Los firmantes sostienen que la administración de justicia no puede depender únicamente del compromiso y sacrificio personal de quienes integran el sistema judicial.
“La justicia requiere condiciones materiales, humanas, salariales e institucionales que permitan ofrecer un servicio oportuno, eficiente e imparcial, tomando en cuenta la dignidad de quienes hacen que el servicio judicial sea una realidad”, señala el manifiesto.
Sobrecarga laboral y salarios rezagados
Entre las principales denuncias, los jueces y servidores judiciales afirman que la falta de personal obliga a que un mismo empleado o magistrado asuma responsabilidades correspondientes a dos, tres y hasta cuatro personas.
También cuestionaron que los salarios actuales han quedado desfasados frente al aumento constante del costo de la vida y consideran que las remuneraciones no corresponden con el nivel de responsabilidad que implican sus cargos.
Asimismo, advirtieron sobre una constante salida de personal administrativo, atribuida al agotamiento laboral y las condiciones de trabajo dentro de la institución.
Deterioro de tribunales y desigualdad interna
El manifiesto también denuncia el deterioro de las instalaciones judiciales en distintos puntos del país y la falta de condiciones adecuadas en varios palacios de justicia.
Uno de los aspectos más críticos del documento apunta a las diferencias salariales y presupuestarias dentro del propio Poder Judicial.
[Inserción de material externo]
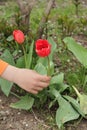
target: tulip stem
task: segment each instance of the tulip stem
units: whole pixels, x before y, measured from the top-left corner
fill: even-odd
[[[47,75],[50,76],[50,59],[47,57],[48,60],[48,69],[47,69]]]
[[[23,53],[24,53],[25,67],[27,68],[27,56],[26,56],[26,51],[25,51],[23,44],[22,44],[22,49],[23,49]]]

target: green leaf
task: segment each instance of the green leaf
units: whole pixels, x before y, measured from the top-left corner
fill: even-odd
[[[34,104],[34,98],[26,95],[22,97],[20,101],[12,103],[10,106],[16,109],[29,110],[32,108],[33,104]]]
[[[79,91],[76,89],[76,87],[72,86],[73,89],[75,90],[79,101],[80,101],[80,108],[83,111],[84,114],[87,114],[87,95],[85,94],[80,94]]]
[[[78,103],[77,100],[75,100],[74,98],[70,97],[70,96],[63,96],[65,99],[67,99],[71,104],[72,106],[76,109],[76,111],[78,113],[80,113],[80,115],[82,115],[83,117],[85,117],[83,111],[81,110],[80,108],[80,104]]]
[[[27,67],[28,68],[31,67],[31,63],[32,63],[33,48],[34,48],[34,41],[32,42],[30,49],[29,49],[29,53],[27,55]]]
[[[42,65],[41,63],[38,63],[34,70],[36,70],[39,74],[42,74],[42,75],[47,75],[47,70],[45,68],[44,65]]]
[[[1,55],[0,57],[2,60],[8,62],[9,64],[11,65],[14,65],[15,66],[15,62],[14,62],[14,58],[12,56],[12,54],[10,53],[9,50],[5,50],[4,53]]]
[[[66,37],[63,41],[66,43],[68,49],[76,56],[79,62],[87,68],[87,49],[71,37]]]
[[[80,114],[60,95],[56,89],[53,89],[52,92],[59,103],[59,108],[56,111],[56,123],[60,129],[65,122],[78,119]]]
[[[0,86],[1,86],[1,90],[3,91],[3,93],[6,96],[8,96],[10,93],[10,90],[13,86],[13,83],[1,78],[0,79]]]
[[[7,40],[8,42],[11,42],[13,39],[14,39],[14,38],[13,38],[13,35],[10,35],[6,40]]]
[[[50,85],[52,84],[62,84],[64,79],[64,74],[60,73],[58,75],[55,75],[51,78]]]

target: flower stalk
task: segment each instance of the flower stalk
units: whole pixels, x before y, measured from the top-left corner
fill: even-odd
[[[47,60],[48,60],[47,76],[50,76],[50,59],[48,56],[47,56]]]

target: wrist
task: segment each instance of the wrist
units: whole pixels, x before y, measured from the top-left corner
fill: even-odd
[[[8,65],[5,71],[2,73],[1,77],[9,80],[11,82],[14,82],[15,76],[17,75],[18,68]]]

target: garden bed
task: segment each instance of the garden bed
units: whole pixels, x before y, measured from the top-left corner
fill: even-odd
[[[15,101],[17,101],[15,96],[10,95],[7,98],[0,91],[0,130],[58,130],[48,125],[46,112],[43,113],[42,110],[34,110],[32,113],[10,108],[10,103]],[[87,120],[79,121],[66,124],[65,130],[87,130]]]

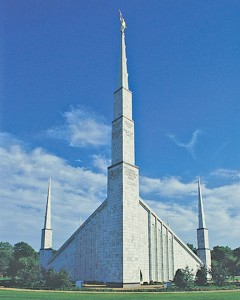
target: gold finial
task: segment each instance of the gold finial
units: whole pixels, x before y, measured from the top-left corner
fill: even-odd
[[[126,23],[123,19],[121,10],[119,9],[119,13],[120,13],[120,22],[121,22],[121,31],[124,32],[124,30],[127,28]]]

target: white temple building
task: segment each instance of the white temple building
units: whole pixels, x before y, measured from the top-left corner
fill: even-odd
[[[107,199],[52,255],[49,186],[40,249],[40,266],[56,271],[64,268],[75,281],[114,287],[166,282],[173,280],[179,268],[189,266],[196,272],[200,265],[211,265],[200,182],[198,256],[139,197],[125,28],[121,16],[120,68],[114,93],[112,164],[108,168]]]

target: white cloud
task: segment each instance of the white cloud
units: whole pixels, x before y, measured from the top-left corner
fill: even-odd
[[[92,156],[92,159],[93,159],[93,165],[94,165],[94,167],[96,167],[99,171],[101,171],[103,173],[107,172],[107,168],[111,164],[111,160],[110,159],[107,159],[105,156],[96,155],[96,154],[94,154]]]
[[[215,177],[221,177],[224,179],[240,180],[239,170],[217,169],[213,171],[210,175]]]
[[[170,140],[172,140],[178,147],[182,147],[187,150],[191,156],[196,159],[195,147],[198,140],[198,136],[201,134],[201,130],[197,129],[193,132],[192,138],[188,143],[179,142],[174,134],[167,134]]]
[[[5,134],[5,137],[7,135]],[[106,176],[76,168],[41,148],[26,150],[7,136],[0,147],[0,236],[40,246],[47,184],[52,178],[54,247],[57,248],[106,197]],[[6,138],[4,139],[6,140]]]
[[[82,108],[71,108],[63,116],[65,124],[48,129],[49,137],[66,140],[72,147],[109,144],[111,127],[102,116]]]
[[[0,236],[4,241],[26,241],[40,247],[47,184],[52,177],[54,247],[58,248],[106,197],[107,178],[44,149],[26,149],[10,135],[0,135]],[[93,156],[104,170],[107,160]],[[237,170],[223,173],[236,174]],[[216,171],[216,174],[218,171]],[[207,177],[206,177],[207,178]],[[202,193],[209,228],[210,245],[239,246],[240,182],[209,187],[202,180]],[[179,177],[140,178],[141,193],[160,218],[185,242],[196,245],[197,180],[183,182]]]
[[[142,193],[154,193],[165,197],[185,197],[196,194],[196,183],[183,183],[178,177],[140,178]]]

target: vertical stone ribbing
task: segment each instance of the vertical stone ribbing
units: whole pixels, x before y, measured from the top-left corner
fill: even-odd
[[[109,239],[112,249],[109,285],[139,284],[138,206],[139,174],[135,166],[132,93],[128,89],[124,30],[121,30],[121,54],[118,89],[114,93],[112,122],[112,165],[108,168],[108,205],[111,211]]]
Los manifestantes señalaron que determinados funcionarios administrativos y secretarios vinculados a la alta dirección perciben salarios significativamente superiores a los de jueces y juezas titulares.
De igual forma, criticaron que, mientras numerosos tribunales operan con limitaciones básicas, las altas instancias administrativas manejan presupuestos destinados a viajes, hospedajes, restaurantes, publicidad, eventos e incluso contrataciones de influencers.
Según expresaron, esta disparidad refleja una desconexión entre las necesidades reales de los tribunales y las prioridades del manejo interno de la institución.